Estamos em vésperas de apresentação de um orçamento que surge já numa fase de recuperação. Como é que se pode garantir um equilíbrio entre a necessidade de ainda apoiar empresas e famílias e necessidade de reduzir a dívida pública?
O que é importante agora é que a economia recupere bem, que as pessoas e as empresas que ficaram numa situação de inactividade temporária possam retomar as suas actividades e os trabalhadores possam voltar a receber os seus salários. Uma questão que nos deve preocupar nos próximos anos é a da solidez e estabilidade salarial, a de garantir que os trabalhadores podem contar com um salário, porque isso é importante para as suas vidas e é importante para o sistema de pensões. O que não nos parece desejável é a multiplicação de apoios sociais com carácter não contributivo, que na verdade configuram prestações assistencialistas, que criam problemas nas contas públicas, mas que depois também não resolvem o problema e apenas funcionam como um paliativo para a ausência de crescimento económico. Neste momento, temos ainda em vigor algumas medidas de apoio que foram criadas durante a pandemia que é natural que ainda se mantenham, mas aquilo que esperamos é que essas medidas de facto se assumam como medidas temporárias, que possam vir a ser descontinuadas ao longo do tempo e que não se transformem em medidas permanentes. Até porque muitas destas medidas, determinadas prestações sociais e contratação de pessoal, podem configurar despesa rígida que depois funciona como uma forma de pressão sobre o Orçamento do Estado.

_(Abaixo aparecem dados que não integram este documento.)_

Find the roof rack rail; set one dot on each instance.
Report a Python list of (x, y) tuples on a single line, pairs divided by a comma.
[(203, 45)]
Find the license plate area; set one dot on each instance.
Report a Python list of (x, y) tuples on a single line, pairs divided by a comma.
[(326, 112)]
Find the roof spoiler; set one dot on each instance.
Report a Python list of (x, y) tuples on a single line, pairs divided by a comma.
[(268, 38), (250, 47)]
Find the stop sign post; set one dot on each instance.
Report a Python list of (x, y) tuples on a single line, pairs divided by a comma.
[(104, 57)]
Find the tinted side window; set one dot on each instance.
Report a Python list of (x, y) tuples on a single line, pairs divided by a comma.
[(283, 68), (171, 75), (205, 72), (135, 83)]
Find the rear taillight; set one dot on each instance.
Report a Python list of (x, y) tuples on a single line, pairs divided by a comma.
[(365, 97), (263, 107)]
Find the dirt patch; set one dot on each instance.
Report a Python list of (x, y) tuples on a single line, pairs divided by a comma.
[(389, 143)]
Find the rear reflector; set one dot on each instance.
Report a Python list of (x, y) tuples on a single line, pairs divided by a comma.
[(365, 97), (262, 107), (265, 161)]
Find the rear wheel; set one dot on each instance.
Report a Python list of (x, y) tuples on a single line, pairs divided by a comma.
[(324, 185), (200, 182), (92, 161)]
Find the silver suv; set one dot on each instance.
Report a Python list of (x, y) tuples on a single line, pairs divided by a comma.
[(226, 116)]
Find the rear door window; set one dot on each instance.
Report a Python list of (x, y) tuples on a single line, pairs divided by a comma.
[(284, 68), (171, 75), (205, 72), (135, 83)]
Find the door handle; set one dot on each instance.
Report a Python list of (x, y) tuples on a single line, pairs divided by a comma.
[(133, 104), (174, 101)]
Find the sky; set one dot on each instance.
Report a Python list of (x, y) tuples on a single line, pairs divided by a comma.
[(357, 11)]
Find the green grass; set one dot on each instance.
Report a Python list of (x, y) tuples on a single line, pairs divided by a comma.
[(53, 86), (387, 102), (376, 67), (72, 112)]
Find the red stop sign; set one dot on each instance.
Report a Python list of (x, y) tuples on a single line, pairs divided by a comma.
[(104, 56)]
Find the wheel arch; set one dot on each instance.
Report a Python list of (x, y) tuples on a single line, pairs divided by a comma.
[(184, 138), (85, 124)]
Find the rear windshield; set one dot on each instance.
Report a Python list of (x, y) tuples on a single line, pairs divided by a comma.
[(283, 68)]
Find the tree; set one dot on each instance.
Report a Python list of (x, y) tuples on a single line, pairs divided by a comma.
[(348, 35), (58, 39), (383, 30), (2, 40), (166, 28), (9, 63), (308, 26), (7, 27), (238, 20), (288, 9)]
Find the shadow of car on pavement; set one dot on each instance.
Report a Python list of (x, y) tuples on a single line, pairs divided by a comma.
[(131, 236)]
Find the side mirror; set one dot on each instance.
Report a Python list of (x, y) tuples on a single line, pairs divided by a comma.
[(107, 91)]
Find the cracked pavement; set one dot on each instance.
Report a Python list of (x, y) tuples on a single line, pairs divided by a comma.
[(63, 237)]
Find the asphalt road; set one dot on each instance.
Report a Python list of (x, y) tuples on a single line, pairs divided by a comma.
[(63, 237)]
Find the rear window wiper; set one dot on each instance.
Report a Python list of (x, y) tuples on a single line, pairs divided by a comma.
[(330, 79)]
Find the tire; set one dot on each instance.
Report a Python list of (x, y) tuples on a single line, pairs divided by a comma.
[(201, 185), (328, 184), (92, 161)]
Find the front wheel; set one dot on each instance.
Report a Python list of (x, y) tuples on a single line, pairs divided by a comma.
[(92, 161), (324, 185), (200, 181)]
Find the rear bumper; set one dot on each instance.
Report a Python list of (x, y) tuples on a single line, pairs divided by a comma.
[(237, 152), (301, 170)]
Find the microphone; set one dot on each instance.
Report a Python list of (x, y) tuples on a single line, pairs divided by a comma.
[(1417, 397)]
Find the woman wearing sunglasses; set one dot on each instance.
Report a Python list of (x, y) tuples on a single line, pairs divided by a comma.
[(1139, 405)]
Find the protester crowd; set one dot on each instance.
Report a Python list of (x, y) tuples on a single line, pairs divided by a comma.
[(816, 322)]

O Governo apresentou essas medidas como temporárias. Vê algumas em particular que corram o risco de se tornar permanentes?
Há sempre esse risco. O mais importante é que a economia seja capaz de voltar a crescer e de criar rendimento e riqueza para que as pessoas possam, a partir dos seus rendimentos, financiar o Estado e o sistema de Segurança Social.

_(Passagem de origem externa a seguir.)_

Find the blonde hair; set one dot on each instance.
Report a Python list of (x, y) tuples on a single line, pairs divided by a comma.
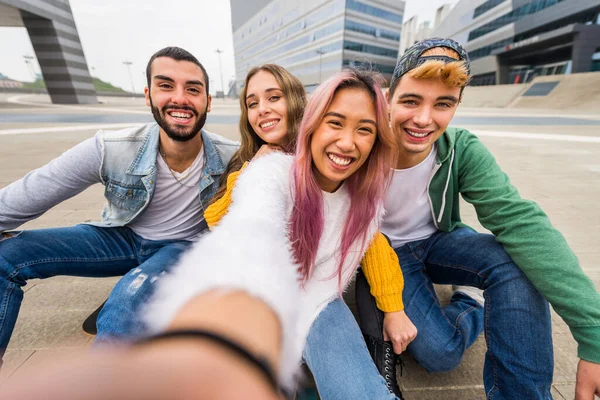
[(453, 74), (295, 98)]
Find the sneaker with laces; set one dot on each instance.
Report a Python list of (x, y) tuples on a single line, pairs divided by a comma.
[(385, 359)]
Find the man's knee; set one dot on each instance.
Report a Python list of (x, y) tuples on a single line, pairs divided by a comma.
[(436, 356)]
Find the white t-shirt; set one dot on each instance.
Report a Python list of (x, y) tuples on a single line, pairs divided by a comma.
[(175, 211), (408, 212)]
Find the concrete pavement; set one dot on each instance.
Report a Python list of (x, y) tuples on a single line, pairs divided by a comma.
[(558, 166)]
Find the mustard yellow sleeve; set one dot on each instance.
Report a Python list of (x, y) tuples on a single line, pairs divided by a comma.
[(382, 270), (218, 209)]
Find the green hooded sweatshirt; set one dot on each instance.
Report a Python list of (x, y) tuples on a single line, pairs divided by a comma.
[(465, 166)]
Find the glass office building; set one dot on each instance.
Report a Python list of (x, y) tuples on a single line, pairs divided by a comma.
[(513, 41), (315, 38)]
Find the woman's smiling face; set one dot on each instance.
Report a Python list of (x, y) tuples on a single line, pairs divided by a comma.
[(267, 108), (343, 140)]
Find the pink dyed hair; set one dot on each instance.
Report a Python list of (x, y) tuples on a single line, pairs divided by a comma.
[(366, 186)]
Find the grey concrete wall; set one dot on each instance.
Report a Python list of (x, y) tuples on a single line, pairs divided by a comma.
[(492, 96), (575, 92), (243, 10), (55, 39)]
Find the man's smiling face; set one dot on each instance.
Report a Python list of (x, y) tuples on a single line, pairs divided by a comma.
[(178, 98)]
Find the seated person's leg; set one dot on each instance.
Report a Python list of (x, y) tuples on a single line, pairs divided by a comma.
[(519, 360), (81, 250), (119, 319), (441, 342), (338, 357)]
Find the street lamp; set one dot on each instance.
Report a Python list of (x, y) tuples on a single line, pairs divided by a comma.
[(128, 64), (219, 51), (320, 53)]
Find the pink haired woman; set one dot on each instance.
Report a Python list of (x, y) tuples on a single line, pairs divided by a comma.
[(317, 213), (264, 285)]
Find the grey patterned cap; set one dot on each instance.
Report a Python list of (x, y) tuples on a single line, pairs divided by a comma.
[(412, 57)]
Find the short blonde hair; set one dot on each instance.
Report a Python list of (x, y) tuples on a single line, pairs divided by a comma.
[(453, 74)]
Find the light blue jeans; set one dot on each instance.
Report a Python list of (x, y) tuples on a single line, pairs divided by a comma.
[(519, 361), (89, 251), (338, 358)]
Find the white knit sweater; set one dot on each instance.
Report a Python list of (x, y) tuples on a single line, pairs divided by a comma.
[(250, 250)]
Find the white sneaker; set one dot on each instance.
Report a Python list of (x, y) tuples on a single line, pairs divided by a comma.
[(473, 292)]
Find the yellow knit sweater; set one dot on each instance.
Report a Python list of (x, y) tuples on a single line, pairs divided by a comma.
[(380, 262)]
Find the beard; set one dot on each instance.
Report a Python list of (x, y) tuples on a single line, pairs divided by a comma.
[(176, 132)]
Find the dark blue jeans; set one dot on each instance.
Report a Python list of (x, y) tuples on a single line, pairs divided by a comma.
[(85, 250), (516, 321)]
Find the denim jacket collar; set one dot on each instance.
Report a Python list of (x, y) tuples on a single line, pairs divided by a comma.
[(214, 163), (144, 161)]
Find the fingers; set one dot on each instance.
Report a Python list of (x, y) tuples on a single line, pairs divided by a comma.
[(401, 341)]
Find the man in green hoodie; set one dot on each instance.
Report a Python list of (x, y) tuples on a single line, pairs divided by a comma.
[(522, 266)]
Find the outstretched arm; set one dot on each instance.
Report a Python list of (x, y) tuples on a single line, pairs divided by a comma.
[(198, 368)]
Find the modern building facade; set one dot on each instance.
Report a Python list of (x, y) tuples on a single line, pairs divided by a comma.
[(512, 41), (313, 39), (54, 37), (413, 31)]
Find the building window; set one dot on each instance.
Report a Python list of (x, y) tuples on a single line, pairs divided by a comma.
[(384, 69), (375, 11), (595, 61), (514, 15), (487, 50), (371, 30), (483, 79), (485, 7), (367, 48)]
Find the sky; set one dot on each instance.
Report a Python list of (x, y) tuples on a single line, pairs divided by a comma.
[(114, 31)]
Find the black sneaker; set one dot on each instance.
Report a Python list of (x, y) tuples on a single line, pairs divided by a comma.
[(386, 360)]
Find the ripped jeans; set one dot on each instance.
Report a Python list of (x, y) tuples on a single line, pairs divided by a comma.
[(89, 251)]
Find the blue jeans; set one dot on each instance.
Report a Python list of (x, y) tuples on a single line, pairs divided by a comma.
[(338, 358), (516, 321), (85, 250)]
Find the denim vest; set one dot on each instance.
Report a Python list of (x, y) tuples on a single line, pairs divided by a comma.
[(128, 170)]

Com a retoma da economia, o Governo ficou com uma folga para tomar algumas medidas e mesmo assim cumprir a meta do défice que definiu no Programa de Estabilidade?
Esta ideia de que há uma folga é uma ideia para a qual temos de olhar com cuidado. Um défice orçamental nunca é uma folga. Um défice significa que as receitas efectivas são menores do que as despesas efectivas, o que obriga o Estado a ter de se financiar. Nas situações de excedente, podemos ter uma situação de folga orçamental, mas nem sempre, porque se um país tem uma dívida pública que é considerada excessiva, esse excedente tem de ser alocado à redução da própria dívida. Portanto, também não há assim grande folga nessas circunstâncias. Tivemos um excedente orçamental de 177 milhões de euros em 2019 e não havia ali propriamente uma folga porque tínhamos uma dívida muito significativa. Depois com a pandemia, regressámos aos défices e muito expressivos. Em 2020, de 11.500 milhões de euros, o equivalente a 5,7% do PIB. Para 2021, a nossa estimativa é de um défice em torno de 9000 milhões de euros. E para o próximo ano, vamos ter ainda um défice da ordem dos 5600 milhões de euros, os tais 2,4% do PIB. Portanto, não se pode dizer com isto que existe uma folga orçamental.
Considera portanto que, quando o Governo aponta, no Programa de Estabilidade, para um défice de 3,2%, não está a ser suficientemente prudente, é isso?
Tudo é relativo. Quando faço este apanhado de indicadores, não quero parecer demasiadamente draconiana, nem severa. O comportamento das finanças públicas depende das circunstâncias do momento, da vida económica do país e das necessidades económicas e sociais do país. Agora há aqui um ponto que não podemos esquecer, que é o de que a nossa situação financeira não é uma situação confortável. Aqui, falo da situação da dívida pública. Embora as regras orçamentais estejam suspensas, há sempre mecanismos de escrutínio daquilo que é a imagem externa do país. Isso não desaparece. Estamos sempre, sempre a ser avaliados. Devo dizer que esta questão foi gerida nos últimos anos com cuidado pelo Governo. E aliás acabámos por ter um prémio, porque temos tido condições de financiamento consistentemente mais favoráveis e isso deve-se em boa medida à percepção, que eu acho que houve, de que era preciso gerir este tema com pinças, com eficácia, para que Portugal de facto fosse retirado dos radares dos mercados financeiros.
E agora, neste OE, até onde é que o Governo tem de ir para manter Portugal fora desses radares?
A mensagem que tem de se transmitir é de prudência orçamental, uma mensagem de que estamos apostados em manter o controlo das finanças públicas, para que logo que possível a estratégia de descida da dívida pública possa ser seguida.
Seria útil Portugal cumprir já a regra dos 3% no défice no próximo ano?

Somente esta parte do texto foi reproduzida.